Sadly, my boyhood enthusiasm for TSI didn't last. And apparently, that's also the case for millions of other people, as the company filed for bankruptcy protection last week. There does seem to be a fatal flaw in the Image's business model: The people most excited by its products are pre-teen-to-teenage boys. Pre-teen-to-teenage boys have little disposable income. By the time said pre-teen-to-teenage boy has enough money to actually start seriously thinking about digital coin sorters, motorized tie racks and the like, he's moved on to other things. Like sex.
There were other problems as well: Heelys replaced Razor scooters in the country's quest for geeky mobility. The company's cash cow, the Ionic Breeze air purifier, started getting dinged pretty heavily by Consumer Reports. And perhaps people realized they didn't need so many different sounds on their white-noise machines--was "insurance office" really all that different from "bus terminal?"
Ok, that last one is not true.
And here's something else that broadsided TSI. Gadgets are no longer something that have to be set aside in a special catalog that could be pored over by Rush fans. Nor do they have to be displayed in stores that are more like museums and science centers than actual places that make money. (While interning one college summer near the South Street Seaport in NY, I used to spend half my lunch hour every day on a motorized massage table at the nearby Sharper Image. Went there for weeks. Never spent a dime.)
Gadgets are everywhere now. Amazon is a gadget store. Wal-Mart is a gadget store. iPods are gadgets. So are TiVos, universal remotes, cellular phones and portable DVD players.
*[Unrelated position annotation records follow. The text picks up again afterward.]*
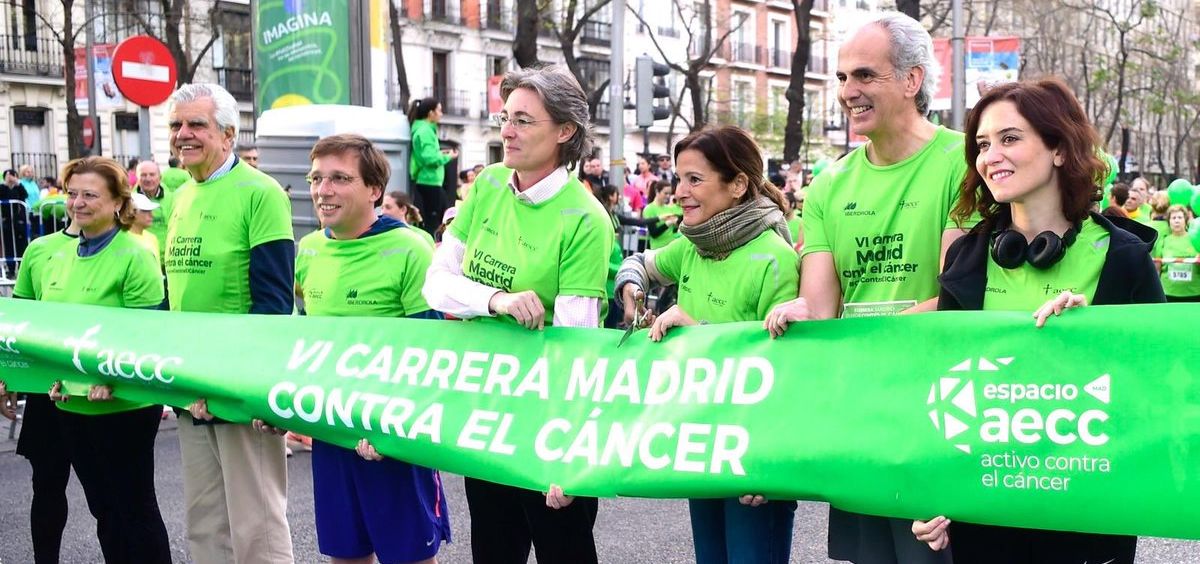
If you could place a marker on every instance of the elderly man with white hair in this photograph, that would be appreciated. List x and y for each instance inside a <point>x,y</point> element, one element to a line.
<point>229,250</point>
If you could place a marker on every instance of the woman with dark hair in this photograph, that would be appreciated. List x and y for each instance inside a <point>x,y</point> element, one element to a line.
<point>1032,177</point>
<point>400,207</point>
<point>528,249</point>
<point>1181,280</point>
<point>735,263</point>
<point>111,441</point>
<point>427,162</point>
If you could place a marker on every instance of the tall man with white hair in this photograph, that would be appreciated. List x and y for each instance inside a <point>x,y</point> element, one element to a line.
<point>876,225</point>
<point>150,185</point>
<point>229,250</point>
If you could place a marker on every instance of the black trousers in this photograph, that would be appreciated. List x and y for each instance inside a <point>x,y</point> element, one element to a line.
<point>985,544</point>
<point>42,444</point>
<point>432,203</point>
<point>113,457</point>
<point>505,520</point>
<point>48,510</point>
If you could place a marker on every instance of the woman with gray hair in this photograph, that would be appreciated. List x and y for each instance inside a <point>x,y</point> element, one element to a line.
<point>529,247</point>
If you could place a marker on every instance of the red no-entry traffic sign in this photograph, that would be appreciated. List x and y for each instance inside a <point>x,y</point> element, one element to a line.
<point>144,70</point>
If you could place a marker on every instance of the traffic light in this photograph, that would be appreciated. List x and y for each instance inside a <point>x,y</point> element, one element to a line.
<point>649,90</point>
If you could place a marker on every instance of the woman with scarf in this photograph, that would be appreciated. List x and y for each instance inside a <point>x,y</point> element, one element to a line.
<point>733,263</point>
<point>528,249</point>
<point>111,441</point>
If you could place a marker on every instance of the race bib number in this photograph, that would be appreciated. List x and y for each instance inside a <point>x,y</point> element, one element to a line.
<point>876,309</point>
<point>1179,273</point>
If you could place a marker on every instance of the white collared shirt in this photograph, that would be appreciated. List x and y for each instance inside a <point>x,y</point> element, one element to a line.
<point>448,291</point>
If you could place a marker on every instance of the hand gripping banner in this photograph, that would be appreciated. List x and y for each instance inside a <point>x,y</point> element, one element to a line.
<point>975,415</point>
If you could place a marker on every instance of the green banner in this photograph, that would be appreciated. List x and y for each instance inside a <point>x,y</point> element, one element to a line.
<point>301,53</point>
<point>976,415</point>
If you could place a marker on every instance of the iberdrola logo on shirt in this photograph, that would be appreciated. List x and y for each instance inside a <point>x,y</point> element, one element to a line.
<point>989,401</point>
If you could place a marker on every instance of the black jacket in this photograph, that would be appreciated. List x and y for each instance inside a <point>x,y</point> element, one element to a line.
<point>1128,275</point>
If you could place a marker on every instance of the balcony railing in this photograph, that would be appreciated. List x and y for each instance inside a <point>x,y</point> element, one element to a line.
<point>497,18</point>
<point>45,163</point>
<point>597,34</point>
<point>445,12</point>
<point>743,53</point>
<point>239,82</point>
<point>454,102</point>
<point>819,65</point>
<point>781,59</point>
<point>603,113</point>
<point>31,55</point>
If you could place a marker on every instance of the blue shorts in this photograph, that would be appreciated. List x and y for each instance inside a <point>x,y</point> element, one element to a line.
<point>389,508</point>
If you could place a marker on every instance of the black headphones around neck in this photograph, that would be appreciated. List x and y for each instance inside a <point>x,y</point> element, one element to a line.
<point>1011,250</point>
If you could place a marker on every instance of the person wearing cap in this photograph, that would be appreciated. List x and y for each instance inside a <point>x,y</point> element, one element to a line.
<point>150,183</point>
<point>666,173</point>
<point>450,214</point>
<point>143,217</point>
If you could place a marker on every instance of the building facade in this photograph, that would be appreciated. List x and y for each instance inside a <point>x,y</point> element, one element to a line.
<point>33,84</point>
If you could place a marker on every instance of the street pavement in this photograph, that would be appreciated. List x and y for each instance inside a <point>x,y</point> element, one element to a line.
<point>628,529</point>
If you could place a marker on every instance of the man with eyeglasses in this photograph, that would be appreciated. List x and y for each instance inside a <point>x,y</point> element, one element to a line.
<point>229,250</point>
When my father, who's thisclose to being Amish, started asking me if I thought the Motorola Q was better for his purposes than a Blackberry Pearl, I knew it was true: We're all gadget freaks now. Once that became the case, the special, cordoned-off area that The Sharper Image occupied became unnecessary. Like so many of its products, the retailer has met a similar fate:
The Sharper Image has become obsolete.